In gnattino/polymatching: A Matching Algorithm for Designs with Multiple Groups

knitr::opts_chunk$set(echo = TRUE, 
                      message = FALSE, 
                      warning = FALSE)

The algorithm: a brief overview

The polymatching algorithm is organized in two main stages. First, a starting matched sample is generated to initialize the algorithm. Second, an iterative procedure is applied to reduce the distance within matched sets, thus improving the quality of the solution.
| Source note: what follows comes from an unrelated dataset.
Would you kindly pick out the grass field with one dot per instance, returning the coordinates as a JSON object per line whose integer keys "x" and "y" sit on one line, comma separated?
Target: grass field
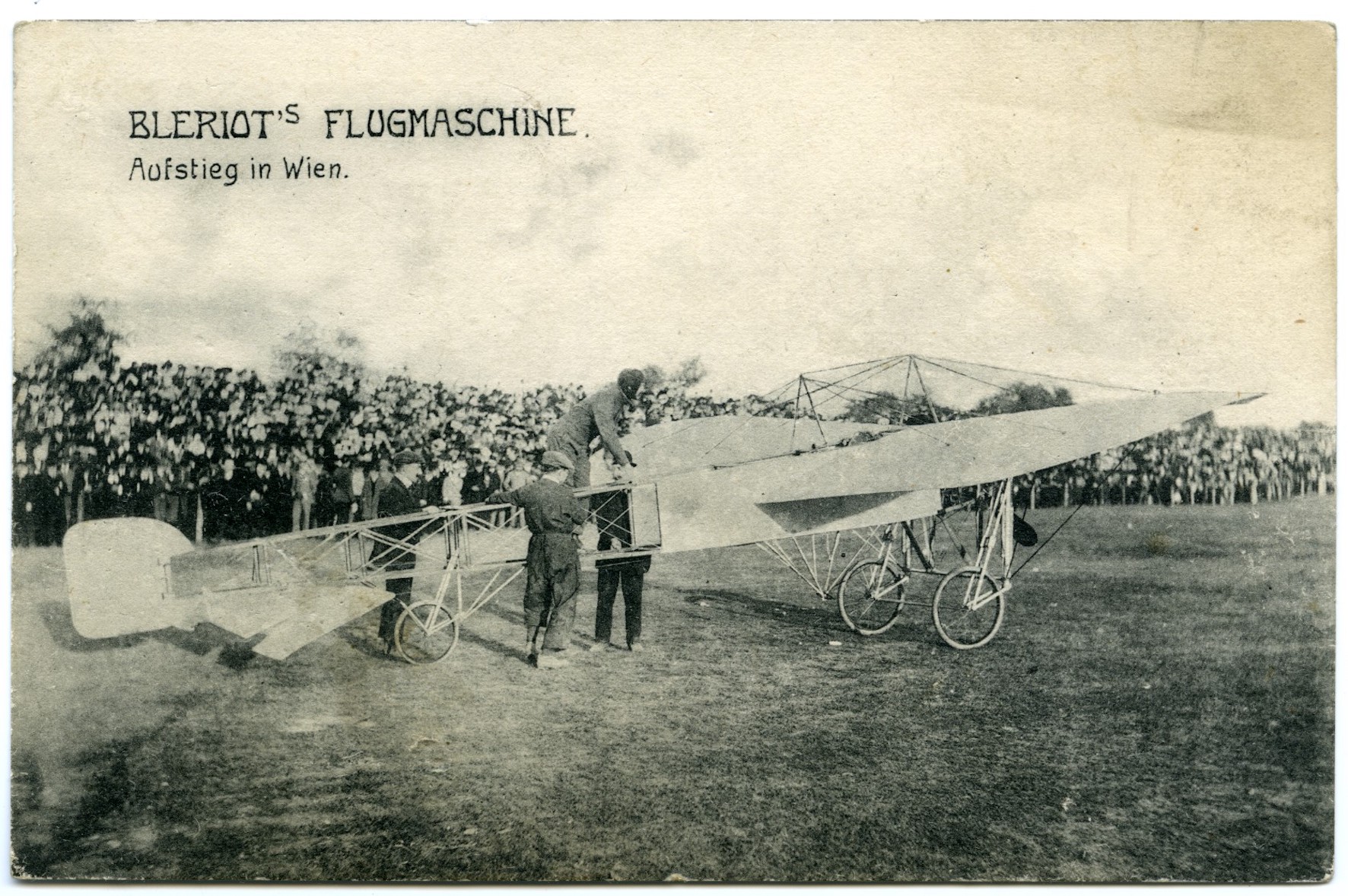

For the initialization of the first matched sample, this package implements a sequential strategy. The units of the first two groups are optimally matched. Then, the units from the third group are optimally matched to the existing pairs. The units from the fourth group are then optimally matched to the existing triplets, and so on. Note that, at each step, the existing two-group optimal matching procedure can be applied because each problem can be addressed by a two-group matching algorithm (matching units to fixed pairs, units to fixed triplets and so on). The order of the considered groups can be specified by the user or, by default, is based on their size, sequentially matching groups from the smallest to the largest. Furthermore, the package enables user to provide any given matched set as starting point, so that the algorithm can explore any improvement in terms of total distance.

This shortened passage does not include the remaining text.